Dans un petit immeuble du centre ville, une famille s’apprête à passer un dimanche en famille. Malgré les murs qui tremblent, un vent à décorner les bœufs et le déluge dehors qui ne semble en être qu’à son échauffement, la vie suit son cours. Autour d’eux, tout se transforme et s’effondre. On voit alors se déployer la surprenante inventivité de l’être humain pour tenter de préserver son quotidien jusqu’à l’absurde.
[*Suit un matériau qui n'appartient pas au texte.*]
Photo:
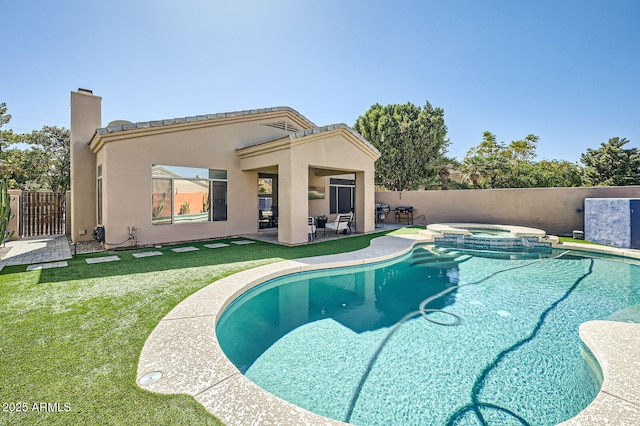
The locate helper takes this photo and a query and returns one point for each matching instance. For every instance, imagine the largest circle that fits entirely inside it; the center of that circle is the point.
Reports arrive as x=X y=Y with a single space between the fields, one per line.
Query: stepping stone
x=184 y=249
x=102 y=259
x=147 y=254
x=47 y=266
x=216 y=245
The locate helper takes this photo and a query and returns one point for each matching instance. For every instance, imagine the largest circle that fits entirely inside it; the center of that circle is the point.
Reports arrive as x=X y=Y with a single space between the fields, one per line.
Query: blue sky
x=567 y=71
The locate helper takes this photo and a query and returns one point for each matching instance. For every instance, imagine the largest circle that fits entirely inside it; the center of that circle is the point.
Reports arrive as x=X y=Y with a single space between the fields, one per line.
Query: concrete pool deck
x=184 y=349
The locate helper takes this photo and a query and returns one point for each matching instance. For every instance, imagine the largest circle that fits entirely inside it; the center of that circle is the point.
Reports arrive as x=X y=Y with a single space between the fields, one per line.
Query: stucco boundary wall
x=558 y=211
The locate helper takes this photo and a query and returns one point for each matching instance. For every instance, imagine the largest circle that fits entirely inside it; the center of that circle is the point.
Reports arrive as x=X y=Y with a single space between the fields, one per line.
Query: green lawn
x=73 y=335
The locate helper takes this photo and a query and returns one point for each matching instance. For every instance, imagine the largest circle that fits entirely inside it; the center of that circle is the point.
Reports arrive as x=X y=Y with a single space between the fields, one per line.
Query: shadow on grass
x=169 y=260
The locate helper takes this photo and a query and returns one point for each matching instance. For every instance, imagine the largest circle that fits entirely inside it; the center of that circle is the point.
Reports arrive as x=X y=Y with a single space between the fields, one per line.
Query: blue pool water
x=331 y=342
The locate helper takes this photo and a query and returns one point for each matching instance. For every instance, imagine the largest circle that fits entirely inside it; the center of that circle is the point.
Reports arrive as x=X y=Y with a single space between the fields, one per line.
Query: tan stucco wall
x=85 y=119
x=128 y=187
x=14 y=222
x=322 y=206
x=336 y=150
x=558 y=211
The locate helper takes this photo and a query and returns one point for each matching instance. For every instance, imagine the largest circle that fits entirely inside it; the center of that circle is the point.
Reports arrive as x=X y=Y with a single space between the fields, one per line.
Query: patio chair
x=341 y=223
x=312 y=228
x=263 y=221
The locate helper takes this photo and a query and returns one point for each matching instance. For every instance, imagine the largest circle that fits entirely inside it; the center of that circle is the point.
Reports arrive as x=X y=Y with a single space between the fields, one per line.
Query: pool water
x=318 y=339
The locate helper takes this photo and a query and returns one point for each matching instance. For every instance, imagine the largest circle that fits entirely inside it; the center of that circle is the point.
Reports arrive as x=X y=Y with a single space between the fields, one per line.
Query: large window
x=188 y=195
x=341 y=195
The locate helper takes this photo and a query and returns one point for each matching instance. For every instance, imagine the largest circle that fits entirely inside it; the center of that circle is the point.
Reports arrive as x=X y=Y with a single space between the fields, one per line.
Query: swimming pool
x=516 y=357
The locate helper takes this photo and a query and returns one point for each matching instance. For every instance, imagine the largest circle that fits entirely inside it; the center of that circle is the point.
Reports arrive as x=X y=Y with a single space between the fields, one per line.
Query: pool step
x=441 y=261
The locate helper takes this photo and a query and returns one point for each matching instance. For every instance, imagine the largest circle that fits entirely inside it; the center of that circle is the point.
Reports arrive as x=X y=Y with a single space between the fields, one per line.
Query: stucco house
x=212 y=176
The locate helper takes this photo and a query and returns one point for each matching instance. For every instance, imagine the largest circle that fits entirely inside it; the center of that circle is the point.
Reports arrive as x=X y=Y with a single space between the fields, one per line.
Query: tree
x=487 y=160
x=611 y=164
x=408 y=138
x=54 y=143
x=6 y=136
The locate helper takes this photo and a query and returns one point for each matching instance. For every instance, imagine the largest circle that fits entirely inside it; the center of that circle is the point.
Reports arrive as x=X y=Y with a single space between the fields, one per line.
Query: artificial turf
x=70 y=337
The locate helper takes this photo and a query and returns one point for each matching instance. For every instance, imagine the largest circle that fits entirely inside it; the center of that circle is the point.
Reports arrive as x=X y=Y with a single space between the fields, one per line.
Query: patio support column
x=293 y=202
x=365 y=202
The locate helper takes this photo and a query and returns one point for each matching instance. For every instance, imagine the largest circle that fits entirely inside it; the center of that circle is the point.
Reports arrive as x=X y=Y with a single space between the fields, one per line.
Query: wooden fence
x=43 y=213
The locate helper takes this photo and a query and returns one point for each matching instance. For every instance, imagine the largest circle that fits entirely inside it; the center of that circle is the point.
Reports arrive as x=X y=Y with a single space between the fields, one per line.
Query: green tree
x=6 y=136
x=611 y=164
x=408 y=138
x=54 y=143
x=489 y=159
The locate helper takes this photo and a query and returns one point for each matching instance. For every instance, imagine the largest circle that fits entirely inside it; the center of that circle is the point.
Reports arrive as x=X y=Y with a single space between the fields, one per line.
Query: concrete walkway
x=30 y=250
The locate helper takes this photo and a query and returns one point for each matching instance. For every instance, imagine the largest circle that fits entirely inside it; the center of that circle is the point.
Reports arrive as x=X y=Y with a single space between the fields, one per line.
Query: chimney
x=85 y=119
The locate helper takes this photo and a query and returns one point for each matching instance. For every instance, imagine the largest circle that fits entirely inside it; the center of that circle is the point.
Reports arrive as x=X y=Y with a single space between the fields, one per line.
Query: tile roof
x=317 y=130
x=158 y=123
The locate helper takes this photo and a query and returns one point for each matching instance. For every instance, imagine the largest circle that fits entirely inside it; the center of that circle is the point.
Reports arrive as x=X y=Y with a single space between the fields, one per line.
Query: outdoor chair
x=263 y=221
x=312 y=228
x=342 y=223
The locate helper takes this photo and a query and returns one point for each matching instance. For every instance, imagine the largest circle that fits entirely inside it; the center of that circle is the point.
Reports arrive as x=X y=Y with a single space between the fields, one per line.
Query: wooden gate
x=43 y=213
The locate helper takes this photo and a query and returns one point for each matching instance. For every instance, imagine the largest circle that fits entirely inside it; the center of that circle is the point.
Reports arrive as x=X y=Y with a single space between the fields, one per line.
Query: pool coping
x=184 y=347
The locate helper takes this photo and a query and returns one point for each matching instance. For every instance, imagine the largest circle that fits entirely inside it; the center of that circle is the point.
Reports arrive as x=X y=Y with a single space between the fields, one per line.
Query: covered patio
x=309 y=167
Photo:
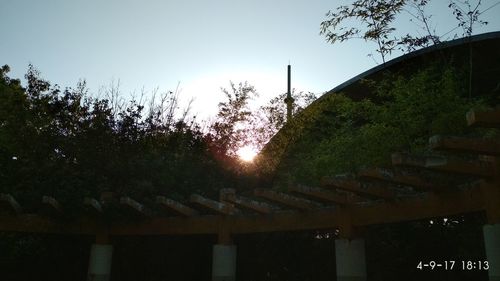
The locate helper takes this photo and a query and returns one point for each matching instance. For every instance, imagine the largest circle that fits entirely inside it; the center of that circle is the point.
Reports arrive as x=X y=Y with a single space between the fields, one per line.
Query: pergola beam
x=286 y=199
x=322 y=194
x=439 y=163
x=396 y=178
x=218 y=207
x=134 y=206
x=485 y=119
x=446 y=204
x=93 y=204
x=9 y=200
x=477 y=146
x=357 y=187
x=229 y=195
x=52 y=204
x=175 y=206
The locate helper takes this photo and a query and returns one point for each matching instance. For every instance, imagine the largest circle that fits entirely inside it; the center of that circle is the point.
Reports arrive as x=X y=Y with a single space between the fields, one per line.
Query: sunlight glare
x=247 y=153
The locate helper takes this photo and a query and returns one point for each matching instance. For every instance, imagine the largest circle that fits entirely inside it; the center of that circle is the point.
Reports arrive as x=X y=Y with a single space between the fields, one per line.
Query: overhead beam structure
x=175 y=206
x=325 y=195
x=391 y=176
x=93 y=205
x=212 y=205
x=11 y=202
x=485 y=119
x=475 y=146
x=135 y=206
x=476 y=168
x=52 y=204
x=357 y=187
x=229 y=195
x=286 y=199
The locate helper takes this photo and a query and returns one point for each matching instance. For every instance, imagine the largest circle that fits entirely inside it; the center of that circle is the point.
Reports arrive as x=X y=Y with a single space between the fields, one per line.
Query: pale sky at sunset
x=201 y=44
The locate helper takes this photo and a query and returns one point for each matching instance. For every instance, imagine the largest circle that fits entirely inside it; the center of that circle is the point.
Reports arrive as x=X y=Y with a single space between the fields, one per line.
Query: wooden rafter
x=433 y=205
x=52 y=204
x=286 y=199
x=357 y=187
x=218 y=207
x=325 y=195
x=229 y=195
x=439 y=163
x=398 y=178
x=134 y=206
x=93 y=205
x=486 y=119
x=175 y=206
x=9 y=200
x=477 y=146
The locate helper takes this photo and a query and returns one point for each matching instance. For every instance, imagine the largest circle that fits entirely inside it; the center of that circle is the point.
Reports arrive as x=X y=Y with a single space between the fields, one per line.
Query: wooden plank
x=9 y=200
x=286 y=199
x=93 y=205
x=429 y=206
x=439 y=163
x=218 y=207
x=357 y=187
x=422 y=207
x=322 y=194
x=135 y=206
x=175 y=206
x=398 y=178
x=229 y=195
x=52 y=203
x=477 y=146
x=484 y=119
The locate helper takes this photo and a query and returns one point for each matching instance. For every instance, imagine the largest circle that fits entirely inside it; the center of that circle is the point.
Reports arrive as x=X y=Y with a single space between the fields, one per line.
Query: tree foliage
x=337 y=135
x=375 y=21
x=65 y=144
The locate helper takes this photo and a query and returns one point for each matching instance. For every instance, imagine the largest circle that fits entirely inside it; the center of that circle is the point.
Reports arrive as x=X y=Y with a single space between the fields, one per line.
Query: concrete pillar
x=100 y=262
x=224 y=262
x=491 y=234
x=350 y=260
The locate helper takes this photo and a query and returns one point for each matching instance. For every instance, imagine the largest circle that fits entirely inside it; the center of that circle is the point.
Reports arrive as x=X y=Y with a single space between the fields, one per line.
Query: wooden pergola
x=414 y=187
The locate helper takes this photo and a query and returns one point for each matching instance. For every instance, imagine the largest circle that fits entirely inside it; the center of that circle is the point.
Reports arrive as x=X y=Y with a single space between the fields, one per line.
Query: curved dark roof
x=485 y=53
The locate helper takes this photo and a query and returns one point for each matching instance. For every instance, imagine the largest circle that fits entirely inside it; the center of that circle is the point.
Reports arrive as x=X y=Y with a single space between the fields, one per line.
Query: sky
x=196 y=45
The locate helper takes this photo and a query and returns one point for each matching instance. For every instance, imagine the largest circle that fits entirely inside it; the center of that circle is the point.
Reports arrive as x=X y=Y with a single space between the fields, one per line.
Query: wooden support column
x=350 y=259
x=100 y=258
x=224 y=255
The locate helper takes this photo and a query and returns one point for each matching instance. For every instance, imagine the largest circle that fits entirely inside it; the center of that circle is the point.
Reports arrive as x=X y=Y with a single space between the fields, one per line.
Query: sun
x=247 y=153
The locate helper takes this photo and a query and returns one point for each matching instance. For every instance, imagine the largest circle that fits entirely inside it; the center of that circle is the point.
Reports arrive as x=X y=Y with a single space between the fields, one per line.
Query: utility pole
x=289 y=100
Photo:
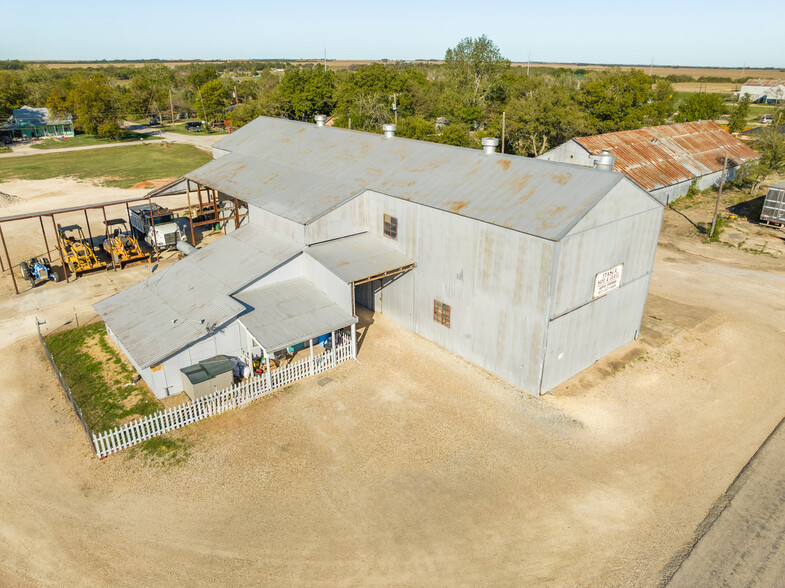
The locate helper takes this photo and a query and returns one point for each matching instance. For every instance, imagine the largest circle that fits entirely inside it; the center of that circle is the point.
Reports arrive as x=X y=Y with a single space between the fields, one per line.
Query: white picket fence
x=219 y=401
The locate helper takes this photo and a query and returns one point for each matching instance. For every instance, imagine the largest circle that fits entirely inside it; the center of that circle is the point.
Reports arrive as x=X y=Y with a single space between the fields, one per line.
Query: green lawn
x=86 y=140
x=97 y=376
x=119 y=167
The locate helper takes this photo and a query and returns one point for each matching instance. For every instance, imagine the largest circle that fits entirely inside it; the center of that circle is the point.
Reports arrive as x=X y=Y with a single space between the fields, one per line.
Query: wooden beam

Au même moment, sur les routes, parcourant le monde, une équipe de reporters animaliers préparent un documentaire témoignant de la vie des dernières espèces vivantes sur Terre.
Après nous avoir ouvert l’appétit avec leur succulent Back up – présenté dans de nombreux festivals dont le Fringe à Edimbourg –, les compagnies Chaliwaté et Focus marient à nouveau leurs disciplines au service d’une écriture collective, sans paroles, mêlant théâtre gestuel, théâtre d’objet, marionnette, jeu d’acteur et vidéo. Dimanche témoigne des cataclysmes en cours et à venir, et de l’apocalypse naissante et inéluctable. À la manière d’un jeu de ping-pong, nous suivons deux points de vue différents – celui, intime, d’une cellule familiale, et celui, plus universel, des reporters – qui donnent à voir une communauté de gens en total décalage avec leur temps et ce qui leur arrive. L’écriture onirique épouse parfaitement un délicieux absurde et un artisanat fabriqué 100% maison.
Distribution
Écriture et mise en scène : Julie Tenret, Sandrine Heyraud, Sicaire Durieux
Interprétation : Julie Tenret, Sandrine Heyraud, Sicaire Durieux, en alternance avec
Muriel Legrand, Shantala Pèpe, Thomas Dechaufour
Marionnettes : WAW ! Studios, Joachim Jannin
Collaboration Marionnettes : Jean-Raymond Brassinne, Emmanuel Chessa, Aurélie Deloche, Gaëlle Marras
Scénographie : Zoé Tenret
Jeudi 28 novembre 2019,
par
Laure Primerano
Dessine-moi un iceberg
Et si le théâtre d’objet et le mime se mettaient au service du climat ? Finie la barrière de la langue, avec « Dimanche » , les compagnies Focus et Chaliwaté présentent un spectacle qui pose la question climatique sur le devant de la scène.
25 Novembre 2019.
La nuit tombe sur les alentours du théâtre tandis que, bien au chaud dans la grande salle, la minuscule camionnette qui parcourt les paysages vallonnés de Dimanche mène ses spectateurs à travers l’obscurité. Au terme de ce voyage, des cataclysmes de plus en plus violents attendent les passagers. Alors que les éléments s’acharnent sur les protagonistes de Dimanche, allant de l’équipe de télé ambitieuse à la famille tranquille, ceux-ci s’efforcent de sauver les apparences d’une vie qu’ils veulent, par-dessus tout, « normale ». Face aux catastrophes, il ne semble y avoir pour toute réponse, dans cet univers pas si lointain, que la résignation et une volonté aussi forte qu’inconsciente de monter le son et d’enfouir la tête bien au fond de l’océan.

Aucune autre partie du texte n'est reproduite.